Sempre fui profundamente impressionável pelos cheiros.
De fato, o sentido olfativo é o mais primitivo de todos entre os mamíferos.
E eu sou um mamífero!
Parte de tudo o que me encanta me penetra pelo cheiro. Sou mais seduzido pelo aroma que pela visão. E uma vez que um aroma se instala em mim, nunca mais de mim sairá.
Quando meu irmão Luís Fábio morreu, em novembro de 1976, encheram o caixão dele de cravos. O povo da igreja vinha e lá punha os cravos. Os cravos, que antes me eram agradáveis, passaram a ter para mim cheiro de morte.
Durante anos eu evitei os cravos. Eles me traziam o funeral de meu irmão para os ambientes de minha alma com a força daquele “dia”.
É como o cheiro de uma paixão. Enquanto está presente, é vida. Uma vez inviabilizada—seja pelas circunstancias, pelo tempo, pela distancia, pela ausência, ou pela morte—aquele aroma do amor passa a ser o cheiro da dor.
Paulo sabia o que dizia quando usou uma imagem olfativa para expressar o impacto do Evangelho sobre a alma humana.
“Graças, porém, a Deus que em Cristo sempre nos conduz em triunfo, e por meio de nós difunde em todo lugar o cheiro do seu conhecimento; porque para Deus somos um aroma de Cristo, nos que se salvam e nos que se perdem. Para uns, na verdade, cheiro de morte para morte; mas para outros cheiro de vida para vida.”
Os comentarista do texto de Paulo, em geral, aludem à possibilidade de que ele fizesse referencia ilustrativa às procissões das conquistas romanas.
Nesse caso, sempre que os exércitos romanos chegavam vitoriosos de suas conquistas, os incensos da procissão inundavam as ruas com o cheiro da vitória.

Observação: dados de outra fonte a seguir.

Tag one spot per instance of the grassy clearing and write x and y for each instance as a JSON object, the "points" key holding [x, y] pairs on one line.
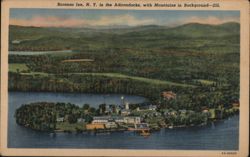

Ao mesmo tempo em que para os “cativos”, que vinham sendo trazidos como parte do “despojo” dos vitoriosos, o mesmo aroma era sentido como cheiro de morte.
Toda hora a gente ouve alguém dizer: “Isso não me cheira bem!” Na maior parte das vezes a frase fala de algo subjetivo, que tem a ver com algum suposto “discernimento” do interpretador dos ventos.
Assim é também com o Evangelho!
O mesmo conteúdo pode gerar interpretações olfativas diferentes. Pode ser cheiro de vida, para os que estão sendo salvos. Mas também pode ser cheiro de morte para os que interpretam aquilo contra eles mesmos.
Desse modo—se não feder para todos—, cada um tem que assumir que os cheiros são muito mais projeção nossa, que a verdade do aroma em si.
Quando o cheiro que exala é o do Evangelho, aí então que é a reposta negativa revela muito mais os traumas daquele que não gosta, que o desvalor do aroma que ele diz não ser bom.
Paulo, no entanto, sabia que não apenas o bom e verdadeiro perfume de Cristo pode não ser apreciado—dependendo do trauma funeral do ser olfativo—, como também cria que poderia haver falsificações do perfume.
É quando cheira parecido, mas não é!
Acerca disso Paulo comenta na seqüência:
“E para estas coisas quem é idôneo? Porque nós não somos falsificadores da palavra de Deus, como tantos outros; mas é com sinceridade, é da parte de Deus e na presença do próprio Deus que, em Cristo, falamos.”
Há pessoas que querem a Palavra. O problema é que elas estão traumatizadas pelos “odores” que imitam a fragrância, mas que diluem o conteúdo, usando um fixador que não fixa ninguém no amor e na graça de Deus.
É obvio que há muitos que não querem o bom perfume de Cristo mesmo!
Mas também deve ser óbvio para todos nós que a “rejeição” de muitos nem sempre tem a ver com o perfume genuíno, mas exclusivamente com o trauma que tiveram com as falsificações!
Assim, devemos caminhar levando o cheiro da Graça de Jesus onde quer que formos. Mas devemos saber que muita rejeição que encontramos por aí tem total procedência.
Afinal, em cada esquina há camelôs vendendo um “evangelho paraguaio”. Com Ponte da Fraternidade e tudo o mais. Mas quando você põe, e deixa, logo percebe que não fixa.
Afinal, foi feito apenas para impressionar na chegada, não para durar para o resto da vida.
Nenhum de nós é idôneo para garantir a qualidade. A qualidade vem de Deus.
Mas é nossa parte saber e fazer duas coisas.
A primeira é exalarmos o cheiro da Graça do conhecimento da Palavra com sinceridade, sem adulterar o conteúdo do Evangelho, para isso nunca vendendo um evangelho de conveniências.
A segunda coisa a fazer é saber que há muitos camelôs por aí; e, portanto, não comprar nunca pacotes que não sejam abertos, e jamais nos impressionarmos com qualquer coisa que não carregue a marca que valida todas as coisas: A Cruz de nosso Senhor Jesus Cristo!
Se assim fizermos e vivermos com sinceridade, que cada um entenda e interprete como goste, mas para nós será sempre cheiro de vida para vida, e nunca deixaremos de exalar os aromas dessa Graça onde quer que Deus nos leve. E será sempre em triunfo!